BEIJING, Dec. 17 (UPI) -- Chinese scientists say genetic study of the giant panda's population history shows human activities are behind recent population divergence and serious decline.
Researchers at the Institute of Zoology of the Chinese Academy of Sciences and the BGI genomics research institute said a population history of the giant panda from its origin to the present suggests that while global climate changes were the primary drivers in panda population fluctuation for millions of years, human activities have had a greater recent impact.

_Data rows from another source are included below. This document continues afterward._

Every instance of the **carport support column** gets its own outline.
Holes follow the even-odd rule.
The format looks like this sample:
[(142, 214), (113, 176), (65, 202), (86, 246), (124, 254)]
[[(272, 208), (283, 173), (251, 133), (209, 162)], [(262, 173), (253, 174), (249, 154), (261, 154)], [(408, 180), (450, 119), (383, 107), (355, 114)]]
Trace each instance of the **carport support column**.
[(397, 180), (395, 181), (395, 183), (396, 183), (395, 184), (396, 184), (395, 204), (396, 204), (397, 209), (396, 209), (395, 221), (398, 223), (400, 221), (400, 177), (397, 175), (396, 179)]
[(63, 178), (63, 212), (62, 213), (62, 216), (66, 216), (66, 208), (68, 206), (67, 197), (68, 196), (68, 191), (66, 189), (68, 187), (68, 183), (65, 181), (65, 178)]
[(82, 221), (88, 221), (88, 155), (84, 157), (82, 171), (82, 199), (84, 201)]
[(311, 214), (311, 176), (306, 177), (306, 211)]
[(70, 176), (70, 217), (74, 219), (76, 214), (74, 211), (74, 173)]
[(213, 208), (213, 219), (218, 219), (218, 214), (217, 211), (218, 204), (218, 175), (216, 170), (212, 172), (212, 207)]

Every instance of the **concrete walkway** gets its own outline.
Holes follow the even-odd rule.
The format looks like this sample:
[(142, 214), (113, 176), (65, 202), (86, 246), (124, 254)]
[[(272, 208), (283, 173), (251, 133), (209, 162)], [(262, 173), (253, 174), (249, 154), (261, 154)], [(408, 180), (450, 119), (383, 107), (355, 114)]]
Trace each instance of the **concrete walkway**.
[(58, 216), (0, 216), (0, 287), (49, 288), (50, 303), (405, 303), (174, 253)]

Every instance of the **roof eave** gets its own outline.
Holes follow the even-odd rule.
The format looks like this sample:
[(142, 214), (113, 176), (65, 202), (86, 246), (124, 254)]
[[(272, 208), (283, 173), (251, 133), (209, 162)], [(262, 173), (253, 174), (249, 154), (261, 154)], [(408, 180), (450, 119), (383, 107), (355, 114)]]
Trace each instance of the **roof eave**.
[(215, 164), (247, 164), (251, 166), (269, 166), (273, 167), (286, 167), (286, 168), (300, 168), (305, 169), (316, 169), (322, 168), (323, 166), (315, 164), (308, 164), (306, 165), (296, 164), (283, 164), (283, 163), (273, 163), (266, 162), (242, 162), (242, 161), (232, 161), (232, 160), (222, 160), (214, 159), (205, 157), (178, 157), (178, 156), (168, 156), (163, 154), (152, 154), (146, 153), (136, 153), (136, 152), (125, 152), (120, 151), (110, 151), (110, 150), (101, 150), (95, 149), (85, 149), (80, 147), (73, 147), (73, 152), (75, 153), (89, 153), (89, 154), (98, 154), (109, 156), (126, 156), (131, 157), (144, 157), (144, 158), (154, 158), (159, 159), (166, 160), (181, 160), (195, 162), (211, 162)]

Threatened by ongoing habitat loss and human persecution, exacerbated by its dietary specialization, habitat isolation and reproductive constraints, there is a perception the species is at an "evolutionary dead end," a BGI release said Sunday.
The genetic reconstruction of giant panda's population history shows several important evolutionary events, including two population expansions, two genetic bottlenecks and two population divergences, the researchers said.
The current six geographic populations of giant panda contain three genetic populations, they said.
Fluctuations in those populations have been driven by past global climate shifts, they said, but it is recent human activities that have likely caused population divergences and a serious decline..
"The varied local adaptations found in our study provide invaluable resource for researchers to better select effective conservation methods to rescue the giant panda and even other endangered species," BGI researcher Shancen Zhao said.
"The translocation of wild-caught individuals or releasing the captive-bred ones may be a feasible approach."